While non-commercial investors in the oil market exhibit bearish positions, it is important to note that they employ diverse strategies, ranging from macro bets by hedge funds to algorithm-driven trading focused on price trends. Gasoil and US diesel positions have seen a slight increase recently, and commercial traders, including producers and merchants, are not as bearish, with some reducing hedges against potential price drops. However, the significant extent of financial traders’ bearishness raises the risk of volatility if OPEC+ decides to further cut production, leading to a rush to exit bearish bets and a surge in oil prices, exacerbating inflation concerns. Goldman Sachs estimates that substantial gains in oil prices could trigger up to $40 billion in buying from trend-following commodity trading advisers. Conversely, significant price declines are not expected to significantly impact positioning. While many forecasters anticipate a US economic contraction, the timing of the downturn keeps being pushed back due to a robust labour market, wage growth, and increased spending power resulting from accumulated pandemic savings.

Weaker economy 

Global fund managers’ sentiment has turned increasingly bearish, with 65% of participants in Bank of America Corp.’s survey expecting a weaker economy. However, the physical oil market does not align with the gloomy outlook. Refineries are processing the highest amount of crude for this time of year since the pandemic began, air travel is increasing worldwide, and US gasoline demand has reached its highest level since December 2021. Additionally, inventories of gasoline and diesel in the US are below seasonal norms, and factors such as OPEC+ production cuts and Canadian wildfires have limited crude supply. Consequently, oil producers and industry players are scaling back on hedges against price drops, and swap dealers, who typically execute hedges for producers, are becoming less bearish as some drillers buy back their protection. The International Energy Agency has raised its forecast for global oil demand growth this year, driven by China’s post-pandemic recovery.

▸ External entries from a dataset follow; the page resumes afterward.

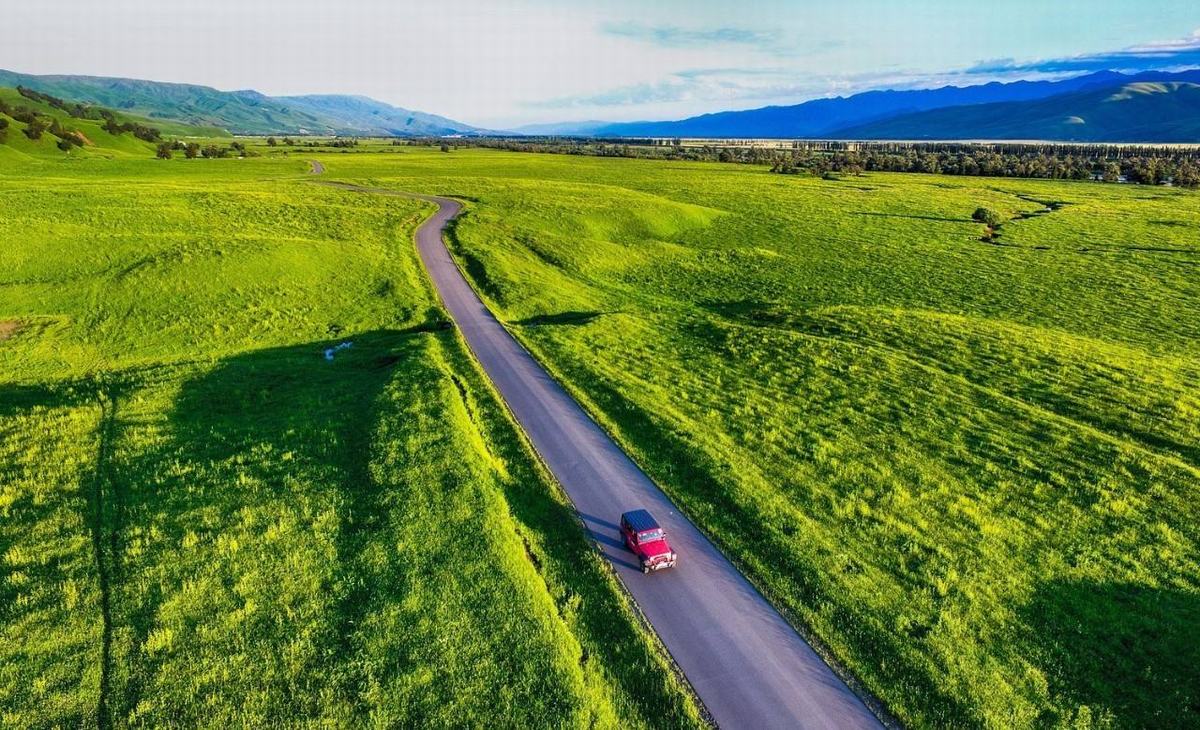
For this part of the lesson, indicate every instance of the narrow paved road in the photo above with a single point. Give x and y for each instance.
(747, 664)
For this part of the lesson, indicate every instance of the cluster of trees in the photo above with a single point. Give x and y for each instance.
(209, 151)
(112, 124)
(115, 127)
(36, 125)
(1110, 163)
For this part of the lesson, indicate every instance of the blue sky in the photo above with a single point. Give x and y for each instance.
(502, 63)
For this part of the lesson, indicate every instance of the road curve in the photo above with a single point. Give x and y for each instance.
(747, 664)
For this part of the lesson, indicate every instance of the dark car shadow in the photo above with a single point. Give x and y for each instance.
(594, 520)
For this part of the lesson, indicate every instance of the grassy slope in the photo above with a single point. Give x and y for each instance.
(102, 143)
(204, 521)
(972, 470)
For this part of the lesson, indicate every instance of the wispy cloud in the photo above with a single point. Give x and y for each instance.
(785, 82)
(672, 36)
(1150, 57)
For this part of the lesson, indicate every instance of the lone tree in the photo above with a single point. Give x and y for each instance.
(989, 217)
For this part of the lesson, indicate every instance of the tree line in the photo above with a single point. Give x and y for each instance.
(37, 124)
(1145, 165)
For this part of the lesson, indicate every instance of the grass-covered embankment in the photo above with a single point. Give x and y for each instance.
(970, 468)
(205, 521)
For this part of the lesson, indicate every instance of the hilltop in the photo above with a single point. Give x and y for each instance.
(40, 125)
(244, 112)
(1138, 112)
(900, 114)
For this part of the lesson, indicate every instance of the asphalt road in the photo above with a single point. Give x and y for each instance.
(745, 663)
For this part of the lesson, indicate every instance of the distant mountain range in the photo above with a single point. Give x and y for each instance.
(1099, 107)
(1138, 112)
(243, 112)
(1086, 108)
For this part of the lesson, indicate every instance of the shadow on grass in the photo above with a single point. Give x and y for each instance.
(912, 217)
(699, 484)
(565, 318)
(282, 425)
(1131, 650)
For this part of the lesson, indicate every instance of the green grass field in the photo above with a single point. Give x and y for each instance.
(204, 521)
(971, 470)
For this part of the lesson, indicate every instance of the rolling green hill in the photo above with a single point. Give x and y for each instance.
(243, 112)
(71, 129)
(1137, 112)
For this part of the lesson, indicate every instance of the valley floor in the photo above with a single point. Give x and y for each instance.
(970, 470)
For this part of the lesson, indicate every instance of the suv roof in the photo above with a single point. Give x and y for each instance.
(640, 520)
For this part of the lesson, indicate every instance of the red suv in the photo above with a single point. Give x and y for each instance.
(648, 542)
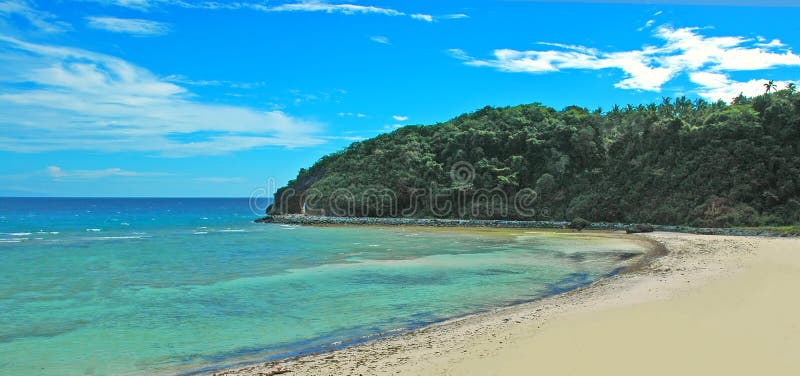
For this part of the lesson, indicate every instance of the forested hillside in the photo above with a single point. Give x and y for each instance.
(676, 162)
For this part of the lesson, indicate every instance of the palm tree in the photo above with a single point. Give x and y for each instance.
(770, 85)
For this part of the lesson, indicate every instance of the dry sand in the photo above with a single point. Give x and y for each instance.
(712, 305)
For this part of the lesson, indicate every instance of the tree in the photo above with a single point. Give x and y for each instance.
(770, 85)
(579, 224)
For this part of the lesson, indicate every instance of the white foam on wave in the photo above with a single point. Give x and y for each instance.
(117, 237)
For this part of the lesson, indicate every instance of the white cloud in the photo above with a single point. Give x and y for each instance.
(352, 114)
(61, 98)
(220, 180)
(58, 173)
(716, 86)
(42, 21)
(133, 26)
(380, 39)
(422, 17)
(647, 25)
(300, 6)
(683, 50)
(180, 79)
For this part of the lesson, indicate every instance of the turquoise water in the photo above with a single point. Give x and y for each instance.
(142, 286)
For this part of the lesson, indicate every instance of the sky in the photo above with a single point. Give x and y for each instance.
(179, 98)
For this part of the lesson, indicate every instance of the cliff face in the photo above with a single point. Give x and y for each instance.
(682, 162)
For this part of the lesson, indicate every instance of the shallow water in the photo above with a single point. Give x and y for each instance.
(144, 286)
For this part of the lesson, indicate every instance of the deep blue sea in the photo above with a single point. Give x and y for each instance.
(165, 286)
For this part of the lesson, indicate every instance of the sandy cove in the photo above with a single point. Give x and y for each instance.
(709, 305)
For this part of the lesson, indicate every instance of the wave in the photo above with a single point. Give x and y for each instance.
(118, 237)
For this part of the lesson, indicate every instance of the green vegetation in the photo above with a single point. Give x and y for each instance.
(783, 230)
(678, 162)
(579, 224)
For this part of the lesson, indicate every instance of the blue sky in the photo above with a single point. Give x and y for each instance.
(184, 98)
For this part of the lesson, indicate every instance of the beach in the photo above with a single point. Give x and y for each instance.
(707, 305)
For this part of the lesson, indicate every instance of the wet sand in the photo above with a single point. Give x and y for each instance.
(709, 305)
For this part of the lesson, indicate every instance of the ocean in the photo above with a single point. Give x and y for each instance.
(171, 286)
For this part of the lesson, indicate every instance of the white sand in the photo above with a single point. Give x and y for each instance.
(711, 306)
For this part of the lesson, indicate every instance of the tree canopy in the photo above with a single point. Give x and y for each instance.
(681, 161)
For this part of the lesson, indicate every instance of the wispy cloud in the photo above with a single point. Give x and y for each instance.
(775, 3)
(422, 17)
(41, 20)
(132, 26)
(352, 114)
(183, 80)
(455, 16)
(62, 98)
(380, 39)
(219, 180)
(719, 86)
(299, 6)
(59, 173)
(683, 51)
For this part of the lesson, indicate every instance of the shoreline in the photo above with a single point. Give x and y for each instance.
(311, 220)
(691, 261)
(654, 250)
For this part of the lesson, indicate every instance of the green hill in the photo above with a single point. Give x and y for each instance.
(678, 162)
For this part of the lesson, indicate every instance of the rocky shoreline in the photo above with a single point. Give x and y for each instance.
(296, 219)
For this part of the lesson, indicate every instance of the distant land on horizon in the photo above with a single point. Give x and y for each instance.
(683, 162)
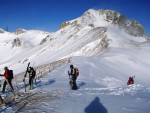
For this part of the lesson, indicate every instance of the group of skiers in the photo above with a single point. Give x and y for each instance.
(73, 74)
(8, 76)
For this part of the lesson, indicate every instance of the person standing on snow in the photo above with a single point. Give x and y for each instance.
(8, 79)
(73, 77)
(32, 74)
(130, 81)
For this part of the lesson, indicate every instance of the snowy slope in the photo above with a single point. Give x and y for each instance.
(106, 56)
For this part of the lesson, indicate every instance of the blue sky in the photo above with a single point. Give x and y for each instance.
(48, 15)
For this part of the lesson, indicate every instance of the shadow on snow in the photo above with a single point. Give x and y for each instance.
(95, 107)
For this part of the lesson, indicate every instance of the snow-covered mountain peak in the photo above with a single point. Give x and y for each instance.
(105, 18)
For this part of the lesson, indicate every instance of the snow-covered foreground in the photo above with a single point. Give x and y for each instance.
(105, 55)
(95, 95)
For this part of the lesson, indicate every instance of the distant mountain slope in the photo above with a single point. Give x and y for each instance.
(96, 32)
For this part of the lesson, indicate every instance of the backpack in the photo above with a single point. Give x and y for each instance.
(76, 71)
(10, 73)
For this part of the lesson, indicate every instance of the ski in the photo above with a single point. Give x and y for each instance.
(25, 76)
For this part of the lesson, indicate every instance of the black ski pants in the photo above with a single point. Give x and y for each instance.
(9, 83)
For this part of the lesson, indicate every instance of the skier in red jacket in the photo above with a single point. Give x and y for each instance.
(7, 79)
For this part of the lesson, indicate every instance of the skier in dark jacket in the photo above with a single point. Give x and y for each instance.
(73, 77)
(7, 80)
(32, 74)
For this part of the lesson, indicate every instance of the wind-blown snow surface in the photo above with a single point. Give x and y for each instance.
(105, 55)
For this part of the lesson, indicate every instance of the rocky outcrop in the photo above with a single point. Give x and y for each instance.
(16, 42)
(19, 31)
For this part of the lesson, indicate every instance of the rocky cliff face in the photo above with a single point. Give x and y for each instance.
(97, 18)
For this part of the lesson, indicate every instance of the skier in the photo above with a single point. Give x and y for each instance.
(130, 81)
(32, 74)
(73, 77)
(8, 79)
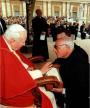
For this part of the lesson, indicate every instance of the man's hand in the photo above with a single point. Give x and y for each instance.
(46, 67)
(57, 90)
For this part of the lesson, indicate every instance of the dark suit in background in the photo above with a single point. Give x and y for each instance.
(39, 25)
(74, 71)
(2, 26)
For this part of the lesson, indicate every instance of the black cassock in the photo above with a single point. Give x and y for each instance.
(74, 72)
(40, 46)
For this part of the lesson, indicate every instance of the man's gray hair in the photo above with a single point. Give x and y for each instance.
(13, 31)
(69, 43)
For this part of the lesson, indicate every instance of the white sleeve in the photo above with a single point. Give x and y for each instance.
(35, 74)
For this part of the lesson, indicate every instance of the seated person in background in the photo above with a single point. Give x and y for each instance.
(74, 71)
(17, 84)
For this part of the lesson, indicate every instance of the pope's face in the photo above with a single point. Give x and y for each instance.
(61, 49)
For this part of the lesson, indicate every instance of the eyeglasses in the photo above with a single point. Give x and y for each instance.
(59, 46)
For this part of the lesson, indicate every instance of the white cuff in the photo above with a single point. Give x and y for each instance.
(35, 74)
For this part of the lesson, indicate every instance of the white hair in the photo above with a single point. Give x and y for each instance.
(69, 43)
(13, 31)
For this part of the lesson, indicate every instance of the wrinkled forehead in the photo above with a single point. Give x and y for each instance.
(59, 42)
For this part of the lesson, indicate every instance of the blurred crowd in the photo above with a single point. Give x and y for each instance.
(53, 24)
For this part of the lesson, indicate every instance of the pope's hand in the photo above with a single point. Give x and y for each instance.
(46, 67)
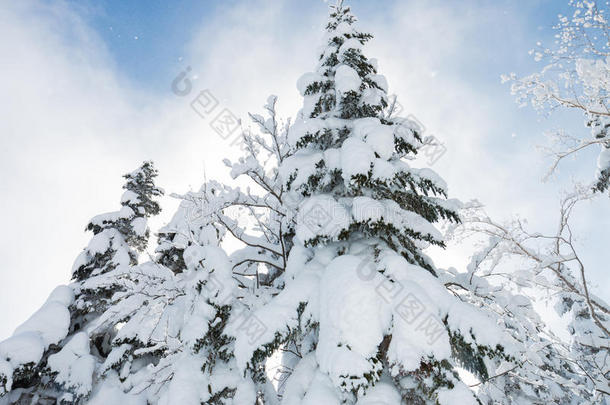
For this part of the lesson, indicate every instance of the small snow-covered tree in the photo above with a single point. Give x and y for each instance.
(576, 76)
(62, 351)
(363, 309)
(545, 372)
(551, 264)
(171, 346)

However, optimistic expectations have not materialized entirely due to weak industrial demand, hindering traders from taking bullish positions on diesel.

Oil and assets 

Traders are closely monitoring China’s recovery, particularly whether the increase in consumer-driven consumption can offset the weakness in industrial demand. The ongoing stalemate in US debt-ceiling talks is also discouraging speculative traders from unwinding their bearish positions, as the uncertainty negatively affects risk-sensitive assets like oil. While a reversal of bearish sentiment is not imminent, a continued decline in inventories may contribute to oil outperforming other asset classes. There is the belief that in a capital-disciplined and under-investing environment, commodities, including oil, have the potential to outperform over a longer period when the economy stabilizes.